Su mano asió la de Bella, impidiéndola llegar hasta donde tanto necesitaba. Pegó su pecho a la espalda femenina y su ingle al trasero. Bella pudo sentir su tremenda erección a través de los vaqueros. ¿Por qué no se los había quitado?
—Eso no ha estado nada bien —la regañó él con voz ronca, dándole una fuerte palmada en las nalgas.
En contra de todo lo que siempre había pensado, esa palmada estuvo a punto de lograr que se corriera. Había algo excitante en sentir la palma de su mano sobre el trasero.
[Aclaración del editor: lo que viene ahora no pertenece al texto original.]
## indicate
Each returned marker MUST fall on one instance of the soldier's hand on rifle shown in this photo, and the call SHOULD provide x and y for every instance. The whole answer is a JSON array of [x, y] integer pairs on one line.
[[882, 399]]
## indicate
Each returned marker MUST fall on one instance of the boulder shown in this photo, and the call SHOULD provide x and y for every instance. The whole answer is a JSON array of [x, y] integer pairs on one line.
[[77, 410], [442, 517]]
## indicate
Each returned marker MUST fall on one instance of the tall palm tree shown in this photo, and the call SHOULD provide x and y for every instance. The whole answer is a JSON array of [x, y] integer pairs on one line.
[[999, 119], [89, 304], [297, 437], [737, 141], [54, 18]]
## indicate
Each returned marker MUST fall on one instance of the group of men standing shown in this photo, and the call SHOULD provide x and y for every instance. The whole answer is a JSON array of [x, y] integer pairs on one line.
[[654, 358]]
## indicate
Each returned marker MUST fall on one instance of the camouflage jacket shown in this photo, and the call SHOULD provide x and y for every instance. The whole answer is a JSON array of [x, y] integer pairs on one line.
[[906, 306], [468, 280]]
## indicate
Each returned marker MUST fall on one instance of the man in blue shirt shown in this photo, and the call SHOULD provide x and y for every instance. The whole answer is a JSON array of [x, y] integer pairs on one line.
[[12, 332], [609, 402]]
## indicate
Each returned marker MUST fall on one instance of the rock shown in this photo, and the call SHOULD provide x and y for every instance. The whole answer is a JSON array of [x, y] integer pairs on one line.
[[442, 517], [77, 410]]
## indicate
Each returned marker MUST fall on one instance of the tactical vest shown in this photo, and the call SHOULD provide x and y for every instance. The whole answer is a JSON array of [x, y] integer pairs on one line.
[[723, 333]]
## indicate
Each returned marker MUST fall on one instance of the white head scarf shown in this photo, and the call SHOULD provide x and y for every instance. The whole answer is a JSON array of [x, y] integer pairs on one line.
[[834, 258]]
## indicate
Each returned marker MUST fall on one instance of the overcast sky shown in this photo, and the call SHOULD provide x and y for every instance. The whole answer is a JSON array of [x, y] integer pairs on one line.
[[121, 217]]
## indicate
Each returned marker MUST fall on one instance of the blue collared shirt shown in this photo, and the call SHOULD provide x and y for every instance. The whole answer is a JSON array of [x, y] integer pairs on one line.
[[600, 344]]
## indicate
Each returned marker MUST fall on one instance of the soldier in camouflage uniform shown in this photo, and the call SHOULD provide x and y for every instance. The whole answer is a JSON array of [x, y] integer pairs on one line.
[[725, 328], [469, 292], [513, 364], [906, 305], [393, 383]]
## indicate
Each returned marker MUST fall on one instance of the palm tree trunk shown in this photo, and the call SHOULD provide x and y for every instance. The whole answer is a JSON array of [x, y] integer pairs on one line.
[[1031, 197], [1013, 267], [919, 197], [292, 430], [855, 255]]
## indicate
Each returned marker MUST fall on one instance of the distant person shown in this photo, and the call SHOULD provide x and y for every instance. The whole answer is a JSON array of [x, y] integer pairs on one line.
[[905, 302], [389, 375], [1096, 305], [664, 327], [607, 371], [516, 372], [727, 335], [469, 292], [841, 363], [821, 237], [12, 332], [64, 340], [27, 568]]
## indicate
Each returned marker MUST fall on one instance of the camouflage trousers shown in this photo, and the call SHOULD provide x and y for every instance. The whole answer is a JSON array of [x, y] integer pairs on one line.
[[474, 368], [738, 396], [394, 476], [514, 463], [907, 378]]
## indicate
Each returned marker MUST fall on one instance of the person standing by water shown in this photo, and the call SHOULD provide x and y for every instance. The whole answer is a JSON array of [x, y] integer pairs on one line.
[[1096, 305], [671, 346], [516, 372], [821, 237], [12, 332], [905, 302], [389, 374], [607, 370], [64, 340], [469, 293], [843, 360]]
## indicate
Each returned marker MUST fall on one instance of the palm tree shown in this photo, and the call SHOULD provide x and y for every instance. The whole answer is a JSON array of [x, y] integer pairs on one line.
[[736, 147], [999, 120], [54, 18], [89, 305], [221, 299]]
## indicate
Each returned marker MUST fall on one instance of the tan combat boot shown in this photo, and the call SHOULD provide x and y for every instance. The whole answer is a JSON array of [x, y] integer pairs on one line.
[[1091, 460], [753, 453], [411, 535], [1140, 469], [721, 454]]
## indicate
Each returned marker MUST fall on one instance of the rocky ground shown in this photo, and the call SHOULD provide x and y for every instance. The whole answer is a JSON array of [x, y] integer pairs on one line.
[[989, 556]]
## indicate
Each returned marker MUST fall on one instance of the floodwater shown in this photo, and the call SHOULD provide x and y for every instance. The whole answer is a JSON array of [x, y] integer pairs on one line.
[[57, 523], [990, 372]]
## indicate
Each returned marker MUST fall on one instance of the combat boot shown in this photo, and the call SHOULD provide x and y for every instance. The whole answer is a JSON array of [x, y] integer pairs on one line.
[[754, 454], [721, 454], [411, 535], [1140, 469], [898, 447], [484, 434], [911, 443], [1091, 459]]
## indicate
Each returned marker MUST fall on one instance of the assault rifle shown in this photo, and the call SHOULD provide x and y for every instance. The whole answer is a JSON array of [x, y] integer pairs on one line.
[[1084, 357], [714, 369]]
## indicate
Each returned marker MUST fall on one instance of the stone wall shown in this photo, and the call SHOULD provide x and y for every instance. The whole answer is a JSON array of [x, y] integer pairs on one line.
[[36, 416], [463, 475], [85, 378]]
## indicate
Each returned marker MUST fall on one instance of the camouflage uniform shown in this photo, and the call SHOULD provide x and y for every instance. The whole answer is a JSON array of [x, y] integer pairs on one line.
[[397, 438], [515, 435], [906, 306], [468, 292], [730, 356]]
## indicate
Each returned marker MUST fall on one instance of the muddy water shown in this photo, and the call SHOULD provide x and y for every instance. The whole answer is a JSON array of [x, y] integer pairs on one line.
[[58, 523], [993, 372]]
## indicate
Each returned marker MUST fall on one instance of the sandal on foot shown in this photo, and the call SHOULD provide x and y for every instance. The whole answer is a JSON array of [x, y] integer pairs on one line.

Las vibraciones que ondulaban sobre sus nalgas recorrían el perineo y la vulva y terminaban sobre el clítoris. Bella gimió y apretó con fuerza los muslos, pegando más sus senos a la corteza del árbol, frotando los pezones duros y erguidos contra ella.
—Ni se te ocurra —le advirtió él, pasando un brazo por su estómago y obligándola a separarse unos centímetros del árbol, los suficientes para no rozar sus pechos contra el tronco.
La mano del desconocido se coló entre sus muslos fuertemente apretados, obligándola a abrirse para él. En cuanto lo hizo, apuntaló con sus botas los pies desnudos instándola a separarlos más. Bella no opuso ninguna resistencia.
—No gires la cabeza —ordenó.
La mano seguía posada en sus muslos, acariciándolos. Bella dobló las rodillas, intentando que ascendiera hasta el lugar en donde estaba ardiendo. Él se limitó a darle un suave cachete. Bella empinó su trasero, rozándose contra él, intentando tentarle. Esta vez el hombre respondió. Se pegó más a ella y pasó la mano que tenía libre por su estómago, deteniéndose a jugar con los dedos en su ombligo. Nada más.
—¿A qué esperas? —preguntó frustrada.
—A que sea el momento justo —contestó él, Inmóvil.
—¿Y cuándo será eso? —inquirió ella, frotando las nalgas contra su ingle.
—No te muevas—repuso él, quitando la mano de su estómago y dándole otro azote en el culo.
La impaciencia hacía temblar a Bella. Él estaba ahí, pesado a ella, duro como una piedra; su pene largo y grueso apoyado contra su trasero— y no hacía nada.
Los músculos de su vagina se apretaban y aflojaban espasmódicamente contra las bolas, su vulva se humedecía cada vez más, su clítoris latía y sus pezones se quejaban doloridos, y él no hacía nada. ¡Nada de nada!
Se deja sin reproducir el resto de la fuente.